Shawn:The Flight Simulator series has always had a fairly steep learning curve. How will Flight Simulator X make stepping into the cockpit for the first time easier?

Hal: Thanks to our Design team, our Missions include a strong series of tutorials that do a great job of taking new users and getting them flying and seeing the sights – even landing as opposed to crashing – in just a matter of minutes. While all of the Missions are non-linear, the Tutorials use a logical progression, and even include some instruction on flying more advanced aircraft, such as the R22 helicopter and our jet airliners.

Shawn: The community for the Flight Simulator series is massive – evident by the larger number of mods available. What tools will Flight Simulator X offer to further support this community?

Hal: Flight Sim has been a platform for modding for years, as long as any title I can think of, certainly far longer than most. (Long enough, in fact, that I think it predates the term “modding”.)
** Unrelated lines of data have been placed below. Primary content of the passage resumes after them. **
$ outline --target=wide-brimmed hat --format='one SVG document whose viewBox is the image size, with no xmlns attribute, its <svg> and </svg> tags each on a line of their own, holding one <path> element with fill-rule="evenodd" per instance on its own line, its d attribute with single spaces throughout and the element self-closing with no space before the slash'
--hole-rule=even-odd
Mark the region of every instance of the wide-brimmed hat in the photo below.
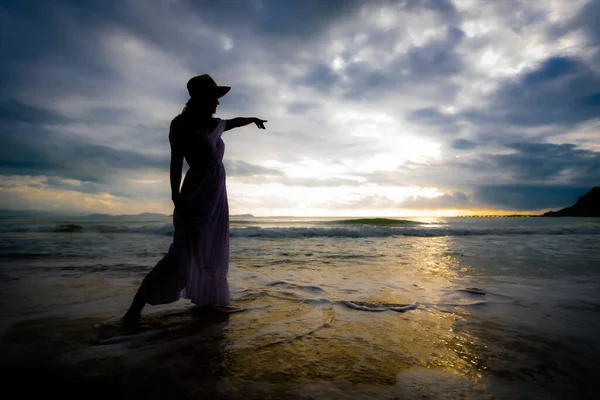
<svg viewBox="0 0 600 400">
<path fill-rule="evenodd" d="M 188 92 L 191 98 L 223 97 L 231 90 L 231 86 L 219 86 L 208 74 L 198 75 L 188 81 Z"/>
</svg>

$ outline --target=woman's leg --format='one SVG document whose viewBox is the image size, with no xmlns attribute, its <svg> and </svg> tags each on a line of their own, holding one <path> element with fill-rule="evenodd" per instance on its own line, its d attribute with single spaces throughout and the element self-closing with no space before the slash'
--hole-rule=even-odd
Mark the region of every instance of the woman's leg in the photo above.
<svg viewBox="0 0 600 400">
<path fill-rule="evenodd" d="M 144 298 L 144 282 L 140 285 L 137 293 L 133 297 L 129 310 L 123 316 L 123 322 L 129 324 L 137 324 L 142 316 L 142 310 L 146 305 L 146 299 Z"/>
</svg>

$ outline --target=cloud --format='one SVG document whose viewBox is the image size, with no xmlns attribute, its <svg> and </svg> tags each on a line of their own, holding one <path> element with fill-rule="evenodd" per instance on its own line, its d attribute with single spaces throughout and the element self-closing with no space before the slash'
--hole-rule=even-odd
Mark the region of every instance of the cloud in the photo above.
<svg viewBox="0 0 600 400">
<path fill-rule="evenodd" d="M 513 143 L 515 152 L 490 156 L 490 162 L 518 182 L 563 182 L 594 186 L 600 181 L 600 152 L 573 144 Z"/>
<path fill-rule="evenodd" d="M 542 210 L 570 206 L 589 190 L 570 185 L 489 185 L 477 188 L 473 199 L 501 209 Z"/>
<path fill-rule="evenodd" d="M 465 116 L 476 122 L 565 126 L 599 114 L 600 74 L 575 57 L 552 56 L 501 85 L 485 111 Z"/>
<path fill-rule="evenodd" d="M 473 204 L 469 197 L 462 192 L 453 194 L 443 194 L 438 197 L 428 198 L 423 196 L 409 197 L 400 203 L 400 207 L 416 208 L 425 210 L 435 209 L 469 209 L 473 208 Z"/>
<path fill-rule="evenodd" d="M 391 210 L 406 188 L 447 193 L 412 203 L 432 208 L 562 202 L 599 179 L 598 4 L 6 3 L 0 173 L 13 200 L 170 208 L 169 121 L 209 72 L 233 86 L 220 117 L 269 120 L 224 135 L 234 212 L 308 193 L 305 214 Z"/>
</svg>

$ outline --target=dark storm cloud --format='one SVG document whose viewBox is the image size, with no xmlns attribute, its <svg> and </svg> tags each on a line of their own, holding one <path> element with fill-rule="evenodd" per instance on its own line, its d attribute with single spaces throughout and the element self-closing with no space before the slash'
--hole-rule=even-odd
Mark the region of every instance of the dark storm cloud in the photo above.
<svg viewBox="0 0 600 400">
<path fill-rule="evenodd" d="M 572 126 L 600 115 L 600 75 L 575 57 L 546 59 L 499 85 L 485 110 L 464 113 L 474 123 L 523 127 Z"/>
<path fill-rule="evenodd" d="M 469 197 L 463 192 L 455 192 L 453 194 L 444 194 L 439 197 L 427 198 L 422 196 L 409 197 L 399 204 L 399 207 L 416 208 L 423 210 L 431 209 L 466 209 L 472 208 L 473 203 Z"/>
<path fill-rule="evenodd" d="M 540 210 L 572 205 L 590 186 L 571 185 L 489 185 L 475 189 L 472 198 L 491 207 L 509 210 Z"/>
<path fill-rule="evenodd" d="M 53 175 L 90 182 L 108 182 L 120 169 L 168 167 L 168 155 L 152 156 L 118 150 L 60 135 L 43 125 L 0 124 L 0 173 Z"/>
<path fill-rule="evenodd" d="M 387 33 L 386 36 L 392 38 L 392 43 L 389 43 L 392 46 L 392 34 Z M 387 65 L 374 67 L 368 61 L 356 61 L 349 62 L 343 72 L 336 72 L 320 63 L 300 77 L 297 83 L 321 91 L 340 87 L 350 99 L 394 93 L 419 85 L 434 86 L 436 83 L 440 85 L 434 89 L 437 93 L 452 92 L 453 86 L 445 80 L 460 73 L 464 67 L 461 56 L 455 51 L 463 38 L 464 33 L 460 29 L 448 27 L 444 38 L 430 40 L 421 46 L 411 46 Z M 388 51 L 377 34 L 371 34 L 365 46 L 378 47 L 383 53 Z"/>
<path fill-rule="evenodd" d="M 0 103 L 0 124 L 2 126 L 10 126 L 18 123 L 56 125 L 69 121 L 70 119 L 63 115 L 18 101 L 9 100 Z"/>
<path fill-rule="evenodd" d="M 507 145 L 512 154 L 489 156 L 496 168 L 508 172 L 519 182 L 569 183 L 590 187 L 600 182 L 600 153 L 579 149 L 573 144 L 514 143 Z"/>
</svg>

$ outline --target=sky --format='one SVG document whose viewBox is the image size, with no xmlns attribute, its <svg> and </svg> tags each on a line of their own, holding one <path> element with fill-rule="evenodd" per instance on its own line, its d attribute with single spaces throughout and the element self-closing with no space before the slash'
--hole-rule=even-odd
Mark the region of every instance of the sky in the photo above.
<svg viewBox="0 0 600 400">
<path fill-rule="evenodd" d="M 0 208 L 172 212 L 185 84 L 232 214 L 452 216 L 600 184 L 600 1 L 0 0 Z"/>
</svg>

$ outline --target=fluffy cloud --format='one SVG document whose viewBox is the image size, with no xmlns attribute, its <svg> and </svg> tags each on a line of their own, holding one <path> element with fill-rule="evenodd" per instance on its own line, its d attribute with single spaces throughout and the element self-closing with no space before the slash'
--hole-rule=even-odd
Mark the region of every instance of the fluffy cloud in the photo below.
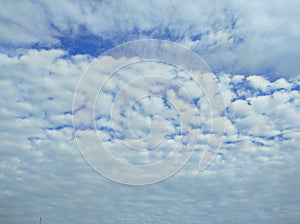
<svg viewBox="0 0 300 224">
<path fill-rule="evenodd" d="M 125 41 L 168 39 L 202 55 L 216 72 L 268 74 L 272 80 L 299 76 L 299 7 L 282 0 L 7 1 L 0 9 L 1 49 L 12 54 L 56 46 L 94 56 Z"/>
<path fill-rule="evenodd" d="M 204 134 L 177 175 L 157 185 L 130 188 L 92 172 L 74 142 L 73 92 L 91 59 L 66 57 L 62 50 L 31 50 L 1 58 L 1 222 L 35 222 L 44 216 L 48 223 L 197 223 L 199 209 L 207 223 L 232 221 L 231 213 L 241 214 L 236 217 L 240 221 L 299 220 L 299 198 L 294 197 L 299 195 L 298 82 L 218 74 L 227 105 L 227 131 L 214 163 L 197 171 L 209 137 Z M 200 106 L 205 105 L 202 99 Z M 154 112 L 163 106 L 160 100 L 152 103 Z M 98 125 L 107 126 L 107 120 L 100 119 Z M 137 130 L 143 127 L 136 125 Z M 109 138 L 105 129 L 103 133 Z M 129 159 L 149 163 L 161 156 L 146 153 Z M 183 209 L 186 215 L 179 215 Z M 133 210 L 135 216 L 130 215 Z"/>
</svg>

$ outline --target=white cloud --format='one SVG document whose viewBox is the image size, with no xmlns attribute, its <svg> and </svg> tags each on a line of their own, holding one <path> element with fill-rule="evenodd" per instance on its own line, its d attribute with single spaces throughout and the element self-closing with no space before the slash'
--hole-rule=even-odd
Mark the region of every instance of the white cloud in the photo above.
<svg viewBox="0 0 300 224">
<path fill-rule="evenodd" d="M 59 45 L 61 37 L 71 40 L 79 35 L 100 36 L 115 45 L 141 38 L 162 38 L 195 50 L 214 71 L 299 76 L 300 26 L 295 10 L 299 8 L 298 1 L 288 5 L 281 0 L 185 4 L 7 1 L 0 8 L 0 40 L 6 50 L 32 44 Z"/>
</svg>

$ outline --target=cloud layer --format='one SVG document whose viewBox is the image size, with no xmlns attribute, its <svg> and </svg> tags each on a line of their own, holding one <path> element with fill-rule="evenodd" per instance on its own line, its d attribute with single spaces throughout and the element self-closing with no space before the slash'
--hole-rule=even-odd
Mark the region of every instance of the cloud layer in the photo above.
<svg viewBox="0 0 300 224">
<path fill-rule="evenodd" d="M 0 49 L 10 54 L 55 46 L 97 56 L 126 41 L 158 38 L 196 51 L 215 72 L 299 76 L 299 1 L 1 4 Z"/>
<path fill-rule="evenodd" d="M 0 55 L 1 222 L 34 222 L 43 215 L 48 223 L 198 223 L 202 216 L 206 223 L 224 223 L 234 214 L 237 222 L 297 223 L 299 81 L 218 74 L 227 132 L 212 166 L 197 171 L 203 135 L 177 175 L 130 188 L 93 172 L 73 141 L 73 92 L 91 59 L 65 54 Z"/>
</svg>

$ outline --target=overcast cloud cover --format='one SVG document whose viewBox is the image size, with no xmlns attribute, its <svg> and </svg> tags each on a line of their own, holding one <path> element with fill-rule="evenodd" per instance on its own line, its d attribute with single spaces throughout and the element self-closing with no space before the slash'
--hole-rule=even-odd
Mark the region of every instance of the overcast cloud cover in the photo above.
<svg viewBox="0 0 300 224">
<path fill-rule="evenodd" d="M 297 0 L 0 0 L 0 223 L 299 223 L 299 8 Z M 94 58 L 144 38 L 203 57 L 223 90 L 227 129 L 206 171 L 197 171 L 203 134 L 175 176 L 132 187 L 84 160 L 72 103 Z"/>
</svg>

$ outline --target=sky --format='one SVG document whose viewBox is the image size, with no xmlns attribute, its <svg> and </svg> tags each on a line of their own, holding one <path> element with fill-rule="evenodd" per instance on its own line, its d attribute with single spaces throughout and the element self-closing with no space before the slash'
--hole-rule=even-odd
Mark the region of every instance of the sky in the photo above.
<svg viewBox="0 0 300 224">
<path fill-rule="evenodd" d="M 0 0 L 0 223 L 299 223 L 298 8 Z"/>
</svg>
With each version of Flight Simulator, we release a Software Development Kit that includes tools for building aircraft, scenery, etc. The problem we’ve run into in the past is that, no matter how hard we’ve tried to get them out on time, our SDKs have always gone out much later than we’d like, and are sometimes even obsolete, thanks to some of the tools that the add-on community has already built. This time, we will be shipping the SDK “in the box”, and have been working with key add-on developers for months to outline their needs so that we can ensure high levels of backwards compatibility and the availability of new add-ons as close to our launch as possible.

As I said, we’ve been a platform for years. The biggest change with FSX is that we’re finally starting to act like it.
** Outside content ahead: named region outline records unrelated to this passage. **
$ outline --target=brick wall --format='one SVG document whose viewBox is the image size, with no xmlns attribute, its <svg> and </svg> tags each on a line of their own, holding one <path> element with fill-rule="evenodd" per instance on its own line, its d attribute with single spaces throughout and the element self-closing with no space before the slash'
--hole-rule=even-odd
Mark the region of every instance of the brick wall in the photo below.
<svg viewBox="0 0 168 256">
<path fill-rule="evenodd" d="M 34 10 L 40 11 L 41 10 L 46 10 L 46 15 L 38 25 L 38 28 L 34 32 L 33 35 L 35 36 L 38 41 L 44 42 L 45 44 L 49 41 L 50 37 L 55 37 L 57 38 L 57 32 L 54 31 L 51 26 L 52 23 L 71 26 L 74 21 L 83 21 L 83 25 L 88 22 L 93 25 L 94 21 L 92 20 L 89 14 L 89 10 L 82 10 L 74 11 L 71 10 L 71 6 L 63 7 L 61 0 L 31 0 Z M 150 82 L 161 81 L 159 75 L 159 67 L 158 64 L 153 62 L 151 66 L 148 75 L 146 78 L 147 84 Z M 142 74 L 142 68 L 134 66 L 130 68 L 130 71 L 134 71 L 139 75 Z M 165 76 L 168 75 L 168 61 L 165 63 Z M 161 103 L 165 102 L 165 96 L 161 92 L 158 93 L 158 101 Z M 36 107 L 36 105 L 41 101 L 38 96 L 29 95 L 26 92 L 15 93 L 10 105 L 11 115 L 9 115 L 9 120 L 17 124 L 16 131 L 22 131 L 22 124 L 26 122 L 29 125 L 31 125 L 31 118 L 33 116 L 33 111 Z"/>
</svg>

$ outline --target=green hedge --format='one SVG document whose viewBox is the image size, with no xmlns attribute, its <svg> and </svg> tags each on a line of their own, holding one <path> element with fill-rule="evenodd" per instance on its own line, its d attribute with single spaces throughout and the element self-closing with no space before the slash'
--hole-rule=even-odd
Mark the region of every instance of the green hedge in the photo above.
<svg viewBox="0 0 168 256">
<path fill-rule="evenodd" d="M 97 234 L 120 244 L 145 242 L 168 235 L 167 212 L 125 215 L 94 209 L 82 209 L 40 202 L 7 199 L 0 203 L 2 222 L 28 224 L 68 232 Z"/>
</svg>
Shawn: How big is the team working on Flight Simulator X? How long has the game been in development?

Hal: I’d say the average height is around 1.72 metres . . . and, the team ranges in number from about 40 at its core to upwards of 60 for the last several months to year of development, not to mention our thousands of extraordinarily dedicated external Beta testers.

Shawn: Any plans on producing a Combat Flight Simulator X?

Hal: We’re always brainstorming, discussing ideas, etc, but we don’t have any plans in place right now.

Shawn: And finally, when can we expect to see Flight Simulator X take off?

Hal: It’ll be on store shelves this Holiday.

Shawn: Anything else you'd like to add?

Hal: Just my thanks to you, Shawn, and to GamingExcellence for the interview, and to Monica Roddey at High Road Communications for arranging things and keeping me on track. Oh, and I’d also like to thank the people of the Dominion of Canada for their tremendous hospitality during my stay, and, perhaps most importantly, for the invention of things like Pogos, peameal, and poutine – another week and I might not actually fit back across the border!

Shawn: Thanks so much for taking the time to answer our questions.